When space is created between the person and the problem, this enables the person to begin to revise their relationship with the problem (Carey & Russell, 2004). Rather than existing within or being intrinsic to him or her, the problem is positioned as having an effect on the person (Carey & Russell, 2004).
Externalising conversations are ways of talking about problems where the intention is to promote externalisation. Specific techniques include: naming the problem (as separate from the person), mapping the effects of the problem through various domains of the person’s life, and tracing the history of the problem in the person’s life (Carey & Russell, 2003b; p67). This enables the problem to be placed into a story-line and makes it clear that the problem is not something that exists within the person. It is instead something that has developed over time, a development that has been influenced by a range of factors.
Another set of techniques used to externalise are collectively called ‘characterising’ the problem (White, 2005). These techniques include identifying its characteristics, using metaphors to personify the problem and infuse it with agency, exploring the boundaries around it, and mapping the influence of the problem on the person, and the influence of the person on the problem (Payne, 2000; Wolter, DiLollo, & Apel, 2006).
“Metaphorical language is a helpful way to externalise a problem and can facilitate a new problem perspective.

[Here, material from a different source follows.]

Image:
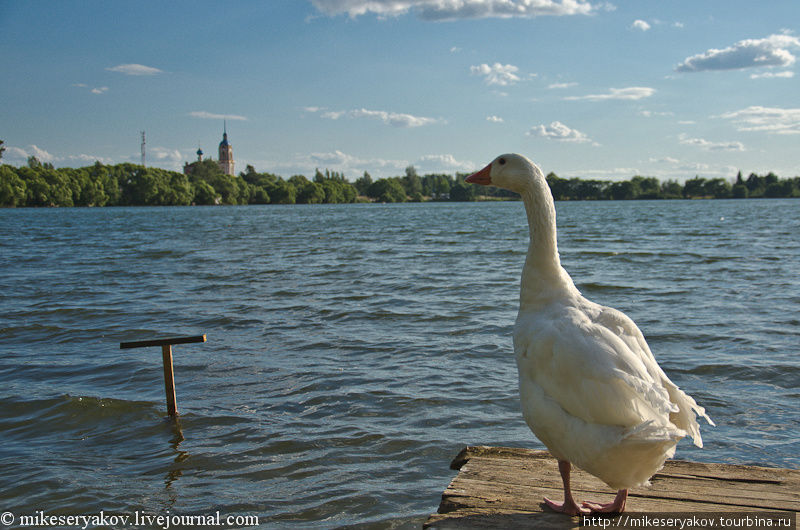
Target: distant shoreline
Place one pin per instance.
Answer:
(99, 185)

Using metaphorical language the problem can be directly personified and becomes an entity in itself, with its own actions, feelings, and resulting influences on the individual” (Wolter, DiLollo, & Apel, 2006; p171).
Morgan (2002) thinks about problems as being things that possess their own agency, and that operate in particular ways such as playing tricks (p88). Thinking about problems as things directs attention to people’s relationships with problems and how these might be changed or renegotiated. It also helps direct attention to the strategies that people are using for dealing with problems (Morgan, 2002; p88).
An example of an internalised problem description is “I’m useless”. Examples of externalised problem descriptions include “This useless feeling” or “The Uselessness”. Questions that help further externalise this problem are “This useless feeling, when does it visit you? Are there times when it is more or less likely for The Uselessness to come around” (Morgan, 2002; p88).
Another benefit of externalisation is that it enables consideration of socio-political factors. When it is understood that problems, and our relationships with problems, are socially constructed over time (i.e. shaped by history and culture), it is possible to explore how gender, race, sexuality, class and other relations of power have influenced the construction of the problem (Carey & Russell, 2004).
Care must be taken when working with individuals who may be using behaviours such as bullying, violence or abuse against others. It is important that externalising conversations in no way excuse people of responsibility for their actions (Carey & Russell, 2004).
Externalising is NOT about separating people from their actions or the real effects of their actions. Rather, a key aspect of externalising conversations involves exploring the ideas, beliefs and practices that help sustain a problem. Beliefs and practices such as judgement of others, notions of superiority, and acts of power and control, sustain problems such as violence. When the real effects of these beliefs and practices on the person’s life and relationships are traced, it can become more possible for the person to take a position in relation to these beliefs and practices of power and control, and to take responsible action (Carey & Russell, 2004).